I am totally there with you. One of the classes I loved best in my BA was the Thermodynamics andd Statistical Mechanics class, because it did just that - I could nealry feel the wheels in my brain shaking themselves and moaning as they tried to go to different directions than they were used to. That was awesome.
everything about that class sounds just wonderful
We're reading The Mangle of Practice by Pickering now, and it's absolutely fascinating. I also loved Leviathan and the Air-Pump, by Shapin & Schaffer. It's doing the exact same thing that you mentioned - changing the ways of thinking. The taken-for-granted things suddenly aren't.
"Personally, if something is meant for my 'hu-ha,' I don't think I'm going to put it on my eyes."
I just had to see this again. Although I prefer the medical term "coochiesnorcher".
Cutiepie Abe!
I, too, want it to be Friday. Because that's when I leave for Berlin!
t does happy dance
Sweetieface Abe! Cor, how old is he? I forget.
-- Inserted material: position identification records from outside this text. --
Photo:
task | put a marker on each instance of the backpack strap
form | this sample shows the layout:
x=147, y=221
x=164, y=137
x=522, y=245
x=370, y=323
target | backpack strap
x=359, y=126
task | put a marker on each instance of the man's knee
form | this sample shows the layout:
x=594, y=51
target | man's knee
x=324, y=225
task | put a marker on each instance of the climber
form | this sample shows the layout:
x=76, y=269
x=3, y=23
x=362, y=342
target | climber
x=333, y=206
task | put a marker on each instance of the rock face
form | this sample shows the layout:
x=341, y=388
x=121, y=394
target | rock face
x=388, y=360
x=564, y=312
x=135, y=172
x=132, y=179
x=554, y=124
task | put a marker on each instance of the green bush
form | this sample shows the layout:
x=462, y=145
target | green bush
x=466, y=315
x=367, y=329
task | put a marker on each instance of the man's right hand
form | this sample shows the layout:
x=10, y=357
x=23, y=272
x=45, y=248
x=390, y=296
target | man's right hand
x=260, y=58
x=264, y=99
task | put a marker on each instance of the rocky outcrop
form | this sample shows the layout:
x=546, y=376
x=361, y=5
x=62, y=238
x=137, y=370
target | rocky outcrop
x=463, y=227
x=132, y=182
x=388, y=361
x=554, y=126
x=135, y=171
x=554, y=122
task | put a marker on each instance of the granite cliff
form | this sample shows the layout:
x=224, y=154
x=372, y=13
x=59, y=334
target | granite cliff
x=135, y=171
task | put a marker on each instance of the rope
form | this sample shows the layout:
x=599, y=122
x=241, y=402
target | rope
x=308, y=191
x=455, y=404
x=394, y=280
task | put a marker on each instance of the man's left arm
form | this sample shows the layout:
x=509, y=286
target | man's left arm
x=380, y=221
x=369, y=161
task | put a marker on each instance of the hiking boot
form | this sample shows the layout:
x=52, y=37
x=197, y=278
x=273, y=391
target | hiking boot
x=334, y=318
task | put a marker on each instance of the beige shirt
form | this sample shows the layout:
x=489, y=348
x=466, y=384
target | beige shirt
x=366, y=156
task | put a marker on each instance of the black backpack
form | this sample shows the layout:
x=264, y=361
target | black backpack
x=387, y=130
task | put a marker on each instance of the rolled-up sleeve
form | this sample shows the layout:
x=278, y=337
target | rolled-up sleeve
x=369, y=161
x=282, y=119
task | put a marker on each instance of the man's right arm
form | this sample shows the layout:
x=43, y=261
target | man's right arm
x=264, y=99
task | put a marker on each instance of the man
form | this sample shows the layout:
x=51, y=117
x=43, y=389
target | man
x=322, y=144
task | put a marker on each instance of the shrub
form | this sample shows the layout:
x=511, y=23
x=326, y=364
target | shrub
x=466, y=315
I just got spam for something wit the "misleading" text as follows:
in 1820 in 1842 Shannon Elisabeth Maps
Buffy the Vampire Slayer Television
It's pretty good -- Shannon Elisabeth "does" krav, and was in that movie with Alyson Hannigan who was Willow on Buffy. Not sure what 1820 or 1842 have to do with the price of tea in China, but hitting krav and Buffy makes it feel like this spam is really meant for me.
I probably should have checked to see what they were selling before I deleted it.
The first thing I thought when I saw that dancing-in-his-chair picture was that he definitely seems like he has a thing for music, like his dad. I guess it's a little harder to think that on 1am, though.
Oh, he loves music. It took lots of singing to get him to sleep last night (I'm remember "I'm So Tired," "'Til I Die," and "That Lucky Old Sun").
I am totally there with you. One of the classes I loved best in my BA was the Thermodynamics andd Statistical Mechanics class, because it did just that - I could nealry feel the wheels in my brain shaking themselves and moaning as they tried to go to different directions than they were used to. That was awesome.
Yeah! In the true meaning of "awesome."
We're reading The Mangle of Practice by Pickering now, and it's absolutely fascinating. I also loved Leviathan and the Air-Pump, by Shapin & Schaffer. It's doing the exact same thing that you mentioned - changing the ways of thinking. The taken-for-granted things suddenly aren't.
You've completely lost me with the specific references, but that's one of the things I love most about philosophy: the short sharp shock. I'm almost finished with Thomas De Zengotita's "Mediated" right now, which is a fairly brilliant Wittgensteinian examination of how ubiquitous repensentation in modern life is subtly (and not-so-subtly) changing the way that people perceive the world about them, although it's a bit thin on real data (which is also fairly Wittgensteinian, I suppose). It's such a short sharp shock. I've thought some of these things before since I had my first Heidegger head-smack all those years ago, but De Zengotita brings it all back home. Well, mostly. His theory is unfortunately flabby in some aspects (especially when he starts sounding like Seinfeld bitching about relatively value-less things), and the book is, somewhat appropriately but somewhat annoyingly, written in a chatty all-about-the-author tone. Anyway: it's definitely interesting stuff.
Sweetieface Abe! Cor, how old is he? I forget.
Three months yesterday! Hard to believe. How old is Emma? I looked at some supercute pics yesterday, but you'd posted them a while back, so I didn't mention it.
Although I prefer the medical term "coochiesnorcher".
It entertains me that I am sitting here puzzling over what snorch could possibly mean.